Southern New Hampshire University (SNHU) and nonprofit LRNG have agreed to merge into one behemoth education organization with an ambitious goal: to streamline the disjointed pathways between K-12, higher education and the workforce and create something altogether more cohesive.
“We think this will be the first real opportunity to build out fully robust pathways for young people into college and career, where the pathways begin with badges [from LRNG] and end with college credit [from SNHU],” predicts Connie Yowell, CEO of LRNG.
SNHU is a private, majority-online university that serves both traditional and adult learners. LRNG is a nonprofit that lets students earn badges through partnerships with businesses and community organizations. The two—which collectively serve about 180,000 learners—want to create a model that is customizable enough to help a high school student get a jumpstart on their associate degree and a 55-year-old professional learn a new skill.
The model they envision will be implemented at the local level, says Paul LeBlanc, president of SNHU.
“Cities feel like the right level of granularity for us,” LeBlanc tells EdSurge. “You can go into a city and try to understand their particular workforce needs—more so than at the state level.”
Southern New Hampshire has some experience working in cities, but not to the extent LRNG has. Born in 2015 out of a project funded by the MacArthur Foundation, LRNG has reached 55,000 students in 19 cities with its digital badges and community-focused employment programs.
Its 20th city, Birmingham, Ala., will be a brand new venture for both groups, LeBlanc says. Birmingham will be ground zero for their learning and workforce model. There, the organizations plan to supplement their online platforms with a physical “mini-campus.”
“Think about it as a WeWork for education,” he suggests, referring to the technology startup that provides shared workspaces for professionals. “It’ll be a multipurpose space that offers a place for young people to come do work.” The space will provide learners access to technology, academic advising, tutoring and college counseling. If they need somewhere to hold a meeting, interview for a job or just hunker down and get some work done, the space will be available to them.
The details haven’t been worked out yet, he says, but the site will likely be at an existing education space—a library, a school or a community college.
When they’re not convening at the physical location (and even when they are), students can go online to work on one of LRNG’s thematic sequences, called “learning playlists,” and eventually earn digital badges in computer science, design, communication, financial literacy or another subject.
Currently SNHU and LRNG are looking at how these digital badges can be applied toward an SNHU degree. The idea is that playlists will lead to badges, badges will lead to college credit, and college credit will eventually lead to a degree or another credential.
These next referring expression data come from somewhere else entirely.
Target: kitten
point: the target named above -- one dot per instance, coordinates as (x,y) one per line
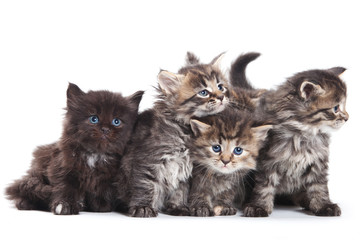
(157,164)
(224,150)
(294,161)
(77,172)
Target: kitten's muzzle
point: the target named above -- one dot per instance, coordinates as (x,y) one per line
(105,130)
(225,162)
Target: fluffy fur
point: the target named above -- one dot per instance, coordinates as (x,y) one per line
(224,150)
(78,172)
(157,163)
(294,161)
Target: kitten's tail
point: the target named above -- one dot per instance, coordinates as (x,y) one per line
(237,71)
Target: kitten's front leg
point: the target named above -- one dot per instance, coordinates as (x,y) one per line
(199,204)
(65,199)
(319,202)
(176,203)
(224,204)
(144,198)
(262,199)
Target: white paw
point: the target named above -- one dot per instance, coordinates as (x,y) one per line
(217,210)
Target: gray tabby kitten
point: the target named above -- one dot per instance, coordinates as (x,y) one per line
(157,164)
(294,161)
(224,150)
By offering all this in one place, the two organizations are, in theory, creating a natural, seamless progression in learning that doesn’t stop at the end of a grade level or at the transition from K-12 to postsecondary education.
Today, badges don’t count as credit. Instead, they come with other incentives. For example, LeBlanc says, completion of a workforce readiness sequence unlocks a job interview at Gap, the clothing retailer and an LRNG partner. And completion of a financial literacy series unlocks the first paycheck associated with a concurrent job.
“We’re really trying to shorten the gap between what students are learning and its relevance in the world,” LRNG’s Yowell says of the digital badges. “We think that will have a huge impact on people’s motivation for learning and their engagement in learning.”
LRNG and Southern New Hampshire are also looking for the next cities to test their model. In the next month, LeBlanc says, they expect to announce two more “major” cities that have signed on.
In addition to reaching a new population of students—as young as middle school—he says the partnership is about making SNHU sharper and more innovative.
“I think over the next five years we’ll learn a lot from LRNG,” he says. “We’ll learn about low-income youth and how to serve them better. We’ll take from [LRNG’s] youth-informed, youth-inspired design approach.”
LeBlanc says the merger was a “no brainer” because the two groups already do such complementary work. The SNHU team that has been working in U.S. cities will now join LRNG as the “community impact arm” of the university, he says.
For LRNG, one of the biggest attractions to joining Southern New Hampshire is the opportunity to scale.
“We hope to reach hundreds of thousands of students” through the partnership, Yowell says. “In a couple years, we’ll be ready for exponential growth.”